Trump polarisiert sehr stark und löst damit in der Weltwirtschaft viel Verunsicherung aus. 

Das macht er natürlich bewusst. Er ist schlau, sein Konzept ist es, zuerst mal alles infrage zu stellen und dann neu zu verhandeln und etwas für die USA herauszuholen. Das hat er jetzt zum Beispiel bei Mexiko geschafft. Aber sein Verhalten schafft auch Unsicherheit, und das ist für die Wirtschaft und die weltweiten Lieferketten nicht gut. 

«Wir sind schneller als die Chinesen – und das will etwas heissen.»

Wird die Schweiz unter dem Strich von Trump als Präsident profitieren?

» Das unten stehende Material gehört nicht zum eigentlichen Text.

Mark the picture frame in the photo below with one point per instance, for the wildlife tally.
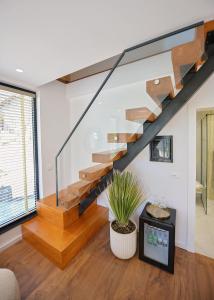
(161, 149)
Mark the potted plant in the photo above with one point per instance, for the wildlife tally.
(124, 196)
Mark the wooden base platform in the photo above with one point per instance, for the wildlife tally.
(61, 245)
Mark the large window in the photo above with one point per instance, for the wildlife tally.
(18, 154)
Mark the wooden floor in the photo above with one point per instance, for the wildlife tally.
(96, 274)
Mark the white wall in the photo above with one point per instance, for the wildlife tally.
(54, 128)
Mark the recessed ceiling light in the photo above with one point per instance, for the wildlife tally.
(19, 70)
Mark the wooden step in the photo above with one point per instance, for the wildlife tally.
(81, 187)
(188, 54)
(108, 156)
(208, 26)
(123, 137)
(140, 114)
(158, 89)
(59, 216)
(59, 245)
(95, 172)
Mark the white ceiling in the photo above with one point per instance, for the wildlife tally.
(51, 38)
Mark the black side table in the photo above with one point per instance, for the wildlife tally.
(157, 240)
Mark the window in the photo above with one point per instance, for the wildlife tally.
(18, 154)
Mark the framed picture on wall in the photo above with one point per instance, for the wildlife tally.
(161, 149)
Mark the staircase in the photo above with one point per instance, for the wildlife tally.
(125, 126)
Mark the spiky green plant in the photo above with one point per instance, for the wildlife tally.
(124, 196)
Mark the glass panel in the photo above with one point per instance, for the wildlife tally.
(144, 78)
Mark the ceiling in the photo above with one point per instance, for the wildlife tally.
(49, 39)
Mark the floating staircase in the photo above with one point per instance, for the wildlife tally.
(67, 220)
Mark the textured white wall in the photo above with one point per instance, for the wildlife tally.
(54, 127)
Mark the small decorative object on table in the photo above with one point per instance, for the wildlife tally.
(157, 238)
(157, 212)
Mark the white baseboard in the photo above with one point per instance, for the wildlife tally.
(9, 238)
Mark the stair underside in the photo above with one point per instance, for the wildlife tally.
(123, 137)
(59, 245)
(160, 88)
(108, 156)
(95, 172)
(140, 114)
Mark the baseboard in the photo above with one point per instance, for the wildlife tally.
(9, 238)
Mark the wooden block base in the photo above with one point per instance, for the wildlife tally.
(57, 216)
(59, 245)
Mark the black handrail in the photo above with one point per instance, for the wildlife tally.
(106, 79)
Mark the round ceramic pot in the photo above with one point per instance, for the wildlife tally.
(123, 246)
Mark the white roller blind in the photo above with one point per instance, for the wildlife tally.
(18, 184)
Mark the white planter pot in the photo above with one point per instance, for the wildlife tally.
(123, 246)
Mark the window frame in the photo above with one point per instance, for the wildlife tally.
(36, 159)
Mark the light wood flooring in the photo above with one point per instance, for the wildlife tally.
(96, 274)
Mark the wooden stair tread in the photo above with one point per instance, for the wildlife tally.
(81, 187)
(95, 172)
(208, 26)
(123, 137)
(139, 114)
(108, 156)
(160, 88)
(62, 245)
(190, 53)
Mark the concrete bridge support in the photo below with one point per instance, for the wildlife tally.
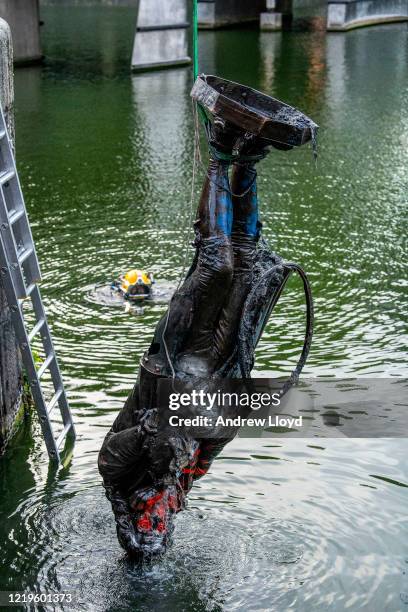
(279, 14)
(10, 362)
(222, 13)
(349, 14)
(23, 17)
(162, 35)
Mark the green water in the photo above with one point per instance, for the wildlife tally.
(105, 164)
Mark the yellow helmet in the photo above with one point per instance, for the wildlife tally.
(134, 277)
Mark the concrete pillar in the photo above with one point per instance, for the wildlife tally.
(355, 14)
(278, 15)
(10, 361)
(223, 13)
(162, 34)
(23, 16)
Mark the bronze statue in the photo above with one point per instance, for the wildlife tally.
(214, 320)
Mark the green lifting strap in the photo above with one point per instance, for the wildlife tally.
(195, 39)
(201, 112)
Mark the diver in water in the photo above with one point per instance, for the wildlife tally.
(148, 468)
(135, 285)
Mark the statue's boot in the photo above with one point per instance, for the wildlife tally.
(253, 112)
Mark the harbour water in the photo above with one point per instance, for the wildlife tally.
(105, 160)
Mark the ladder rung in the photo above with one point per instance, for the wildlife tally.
(16, 215)
(25, 254)
(36, 329)
(63, 434)
(6, 176)
(54, 400)
(31, 288)
(45, 365)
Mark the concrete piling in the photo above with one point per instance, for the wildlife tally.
(278, 14)
(10, 362)
(23, 17)
(222, 13)
(349, 14)
(162, 34)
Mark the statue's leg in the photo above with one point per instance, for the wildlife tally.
(244, 237)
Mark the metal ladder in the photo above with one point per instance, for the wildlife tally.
(20, 274)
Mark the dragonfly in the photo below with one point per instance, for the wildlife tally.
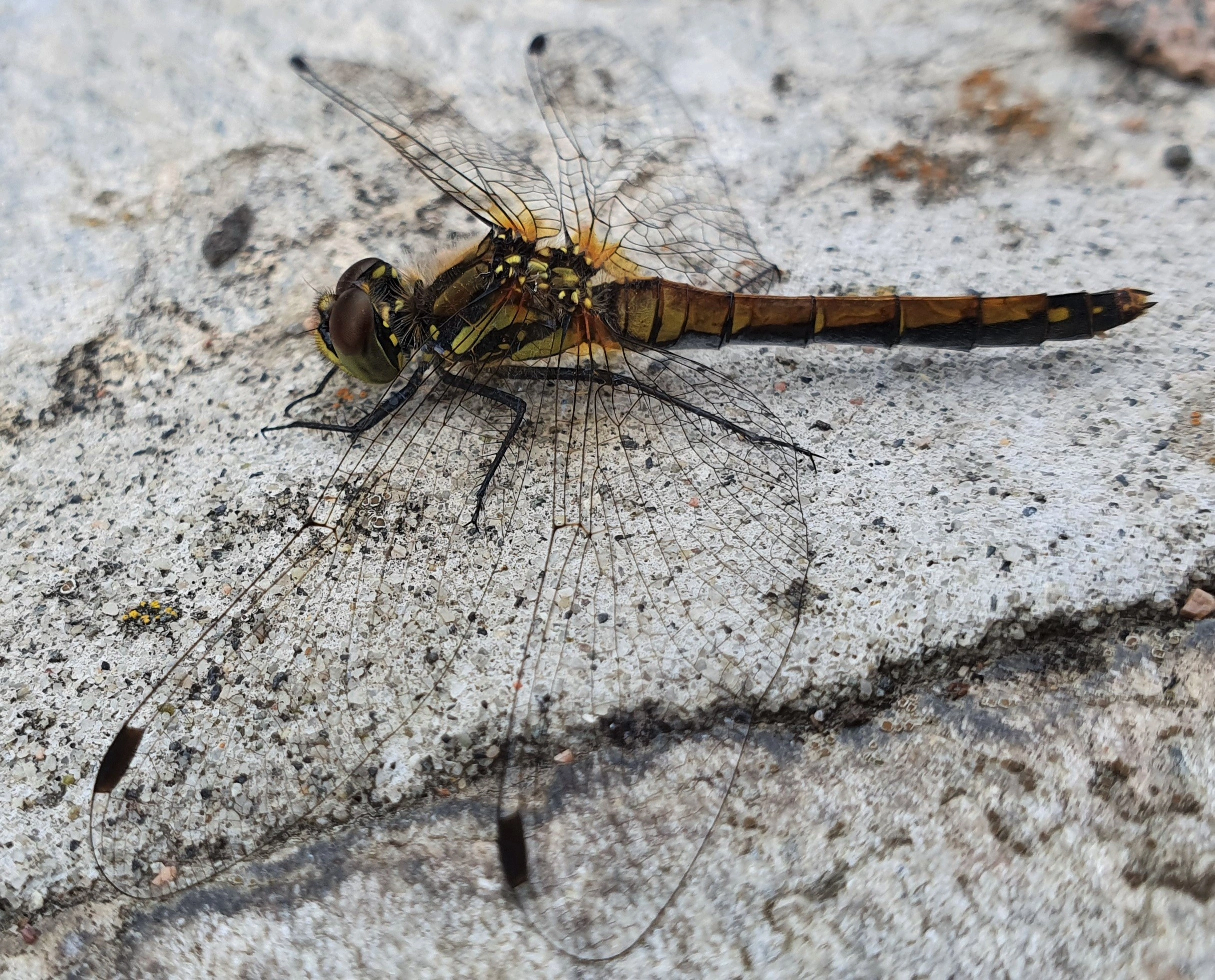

Wir haben diese Verunsicherung nicht, als neutraler Staat profitieren wir. Wir haben gute Beziehungen zu den USA. Wir dürfen uns auf keinen Fall an die EU anhängen, deren Beziehungen mit den Republikanern sind sehr schlecht. Trump mag uns auch genau deshalb, weil wir nicht in der EU sind.

Martullo ist bekanntlich nicht nur Unternehmerin, sondern auch Nationalrätin und eine der einflussreichsten Politikerinnen der Schweiz. Und die Art und Weise, wie sie ihr Unternehmen aufstellt, deckt sich ziemlich gut mit ihrer Sicht auf die Welt: Die Schweiz beziehungsweise die Ems als unabhängiger Player, der mit allen geschäftet und sich alle Optionen offenhält. 

So kommt für die Ems-Chemie das Geschäft mit den USA erst an dritter Stelle nach Deutschland und China. Während sie in Amerika knapp 13 Prozent ihres Umsatzes erwirtschaftet, sind es in Deutschland fast 20 Prozent und in China aufgerundet 17 Prozent.

Die Ems stellt Plastikteile für alles Mögliche her, von Schwimmbrillen über Kaffeemaschinen bis zu Bändern für die Apple-Brille. Zwei Drittel des Umsatzes stammen jedoch aus dem Geschäft mit der Autoindustrie.

Frau Martullo, man hört immer, die Autoindustrie sei in der Krise, spüren Sie das nicht?

Global betrachtet, geht es der Branche nicht schlecht. Es sind die westlichen Hersteller, die zu kämpfen haben. In China läuft das Geschäft. Wir produzieren für alle Hersteller und sind nicht gross betroffen, wenn sich die Marktanteile verschieben. 

Haben Sie keine Angst, dass eines Tages China nicht nur auf eigene Autos, sondern auch auf eigenen Spezialkunststoff setzt?

Es gibt natürlich bereits chinesische Hersteller, aber die sind nicht so gut wie wir. Unser Vorsprung beträgt Welten, aber wir müssen natürlich auch innovativ bleiben. Unsere grosse Stärke ist die Geschwindigkeit. Wir sind sehr schnell, die Chinesen sagen, sogar schneller als sie – und das will etwas heissen. 

Die Amerikaner haben auch gedacht, dass sie China bei der künstlichen Intelligenz weit voraus sind, und dann kam vor kurzem das extrem leistungsfähige Modell der chinesischen Firma Deepseek …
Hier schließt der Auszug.